L'IVG est de ces conquêtes féministes qui ont donné aux femmes en France une liberté, un droit de disposer de leur corps, et par conséquent de leur vie. Ce n'est pas un combat récent : il a été mené par nos aînées, par ces féministes vilipendées pour avoir eu le verbe trop haut, par ces avorteuses, ces faiseuses d'anges, poursuivies par la justice et dont l'histoire, aujourd'hui, reconnaît l'apport comme la réalité des vies qu'elles ont sauvées. Ces femmes, ces féministes, étaient de tout bord mais partageaient un combat commun. Elles ont tracé le sillon qui nous a conduits au présent texte, lequel constitue une suite à leur travail, mais certainement pas son point final. Il n'est qu'une étape dans le long processus de notre « empouvoirement ».
En tout temps, nos droits peuvent être mis en danger. Ils le sont aujourd'hui, dès lors qu'ils ne sont pas institués. On pense naturellement aux États-Unis, à la Pologne, à tous ces pays où la bascule politique produit une fracture dans le socle de nos droits fondamentaux, dont les femmes sont toujours les premières victimes.
C'est aussi une réalité française : il suffit de penser aux faux sites d'aide aux femmes, qui ont pour principal objectif d'inciter ces dernières à refuser de faire usage de leurs droits et de leur liberté de choix.

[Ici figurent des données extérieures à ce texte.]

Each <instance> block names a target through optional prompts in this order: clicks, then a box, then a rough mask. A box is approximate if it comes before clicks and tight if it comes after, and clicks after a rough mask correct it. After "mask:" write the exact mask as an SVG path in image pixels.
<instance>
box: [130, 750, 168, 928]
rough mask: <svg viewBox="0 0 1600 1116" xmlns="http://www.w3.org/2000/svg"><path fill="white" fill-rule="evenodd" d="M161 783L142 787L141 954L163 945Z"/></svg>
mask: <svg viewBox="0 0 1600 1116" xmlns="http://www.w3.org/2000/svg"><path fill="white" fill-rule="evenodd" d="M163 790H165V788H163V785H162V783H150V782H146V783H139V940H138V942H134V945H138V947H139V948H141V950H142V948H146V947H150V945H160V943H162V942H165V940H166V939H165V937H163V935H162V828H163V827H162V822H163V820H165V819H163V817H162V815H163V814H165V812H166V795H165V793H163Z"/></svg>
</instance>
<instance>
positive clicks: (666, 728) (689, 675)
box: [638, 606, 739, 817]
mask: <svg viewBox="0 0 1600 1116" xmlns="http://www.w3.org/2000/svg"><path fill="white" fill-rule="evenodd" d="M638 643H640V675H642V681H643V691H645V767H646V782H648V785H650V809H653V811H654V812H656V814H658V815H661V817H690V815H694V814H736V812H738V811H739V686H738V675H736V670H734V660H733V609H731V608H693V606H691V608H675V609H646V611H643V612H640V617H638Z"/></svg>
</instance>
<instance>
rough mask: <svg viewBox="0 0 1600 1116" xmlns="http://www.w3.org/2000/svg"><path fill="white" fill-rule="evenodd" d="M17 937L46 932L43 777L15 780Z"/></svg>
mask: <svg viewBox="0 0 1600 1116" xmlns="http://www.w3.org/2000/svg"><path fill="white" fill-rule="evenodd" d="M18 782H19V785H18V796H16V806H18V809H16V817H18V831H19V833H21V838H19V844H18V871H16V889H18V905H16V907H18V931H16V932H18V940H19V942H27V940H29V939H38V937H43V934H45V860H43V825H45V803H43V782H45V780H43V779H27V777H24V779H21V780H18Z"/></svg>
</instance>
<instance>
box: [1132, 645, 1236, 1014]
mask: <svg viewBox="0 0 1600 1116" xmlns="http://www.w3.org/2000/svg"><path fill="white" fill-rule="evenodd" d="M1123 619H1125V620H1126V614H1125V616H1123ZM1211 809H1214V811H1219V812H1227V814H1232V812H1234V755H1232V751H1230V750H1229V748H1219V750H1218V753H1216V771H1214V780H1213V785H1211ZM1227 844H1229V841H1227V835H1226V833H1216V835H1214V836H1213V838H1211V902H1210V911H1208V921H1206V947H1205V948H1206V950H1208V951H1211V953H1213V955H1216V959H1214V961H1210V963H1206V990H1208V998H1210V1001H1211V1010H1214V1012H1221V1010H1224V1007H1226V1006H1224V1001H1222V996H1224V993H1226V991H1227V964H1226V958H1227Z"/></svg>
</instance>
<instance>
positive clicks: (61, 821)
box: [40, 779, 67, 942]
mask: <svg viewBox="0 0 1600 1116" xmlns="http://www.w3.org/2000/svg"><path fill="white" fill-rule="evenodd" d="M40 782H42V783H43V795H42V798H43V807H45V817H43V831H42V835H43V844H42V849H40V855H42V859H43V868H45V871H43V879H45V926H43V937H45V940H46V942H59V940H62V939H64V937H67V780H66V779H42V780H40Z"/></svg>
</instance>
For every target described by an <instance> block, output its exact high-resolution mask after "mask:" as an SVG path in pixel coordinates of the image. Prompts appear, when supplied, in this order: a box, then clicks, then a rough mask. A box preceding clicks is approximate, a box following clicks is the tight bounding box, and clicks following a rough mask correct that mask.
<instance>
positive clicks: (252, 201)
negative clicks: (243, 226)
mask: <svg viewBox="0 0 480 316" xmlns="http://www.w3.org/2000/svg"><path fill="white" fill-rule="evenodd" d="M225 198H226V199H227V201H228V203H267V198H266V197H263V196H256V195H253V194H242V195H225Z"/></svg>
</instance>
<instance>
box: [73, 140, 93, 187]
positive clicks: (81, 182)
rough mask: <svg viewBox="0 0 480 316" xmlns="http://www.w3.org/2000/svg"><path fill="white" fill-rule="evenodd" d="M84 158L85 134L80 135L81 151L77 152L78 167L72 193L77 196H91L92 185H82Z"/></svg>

Je pense également à la campagne des réseaux anti-IVG qui, pour nous menacer ou nous faire peur, ont envoyé par la poste à plusieurs d'entre nous des fœtus en plastique. Que d'argent mal dépensé !
Je pense, enfin et surtout, aux déserts médicaux qui rendent l'accès à l'IVG inégalitaire et plus encore à ces médecins, ces gynécologues qui persistent à culpabiliser les femmes, à tenter de les faire revenir sur leurs choix, et sur lesquels nous butons parfois parmi nos proches ou dans nos circonscriptions, dans nos familles ou dans nos assemblées parlementaires. Leurs victimes ont été et sont encore trop nombreuses.
Ces menaces présentent un point commun, très politique : le choix que font les réactionnaires de toujours empêcher les femmes de disposer de leur corps ; de les tenir à distance et pour ainsi dire en laisse, afin qu'elles ne puissent décider de leur avenir, que nous ne puissions collectivement décider du nôtre. Certains, d'ailleurs, au sein de notre assemblée, en sont encore à légiférer sur le ventre des femmes, pour nous obliger à produire selon certains quotas. Ce sont les mêmes qui opposent les droits des femmes à ceux d'un fœtus et qui refusent de construire l'histoire de demain, celle des femmes et de la France.
Constitutionnaliser, ce n'est pas banaliser, mais bien sanctuariser un droit, celui des femmes. Ce n'est pas démultiplier les recours à l'IVG, ce n'est pas nier le choix de celles qui ne veulent pas y recourir. C'est s'assurer que, quoi qu'il arrive, l'histoire ne se déroule pas à rebours et que nos droits ne régressent pas. C'est aussi inscrire la France dans l'histoire, celle du premier pays à agir en faveur d'une constitutionnalisation partielle de ce droit.
Certes, nous aurions préféré la formulation travaillée par notre collègue Mathilde Panot, qui permettait de garantir l'accès à l'IVG et incluait dans sa version première le droit à la contraception. Nous aurions également pu envisager de constitutionnaliser le délai de recours à l'IVG et de le fixer ainsi à quatorze semaines. Nous défendrons des amendements qui nous permettront d'évoquer les raisons pour lesquelles nous ne le faisons pas et persistons ainsi à nous autolimiter.
Un seul objectif prime cependant sur tout autre : parvenir à avancer, à construire notre histoire, à constitutionnaliser, fût-ce à l'article 34, fût-ce dans une version revue à la baisse, ce droit fondamental, en France, de toutes les femmes, françaises ou non.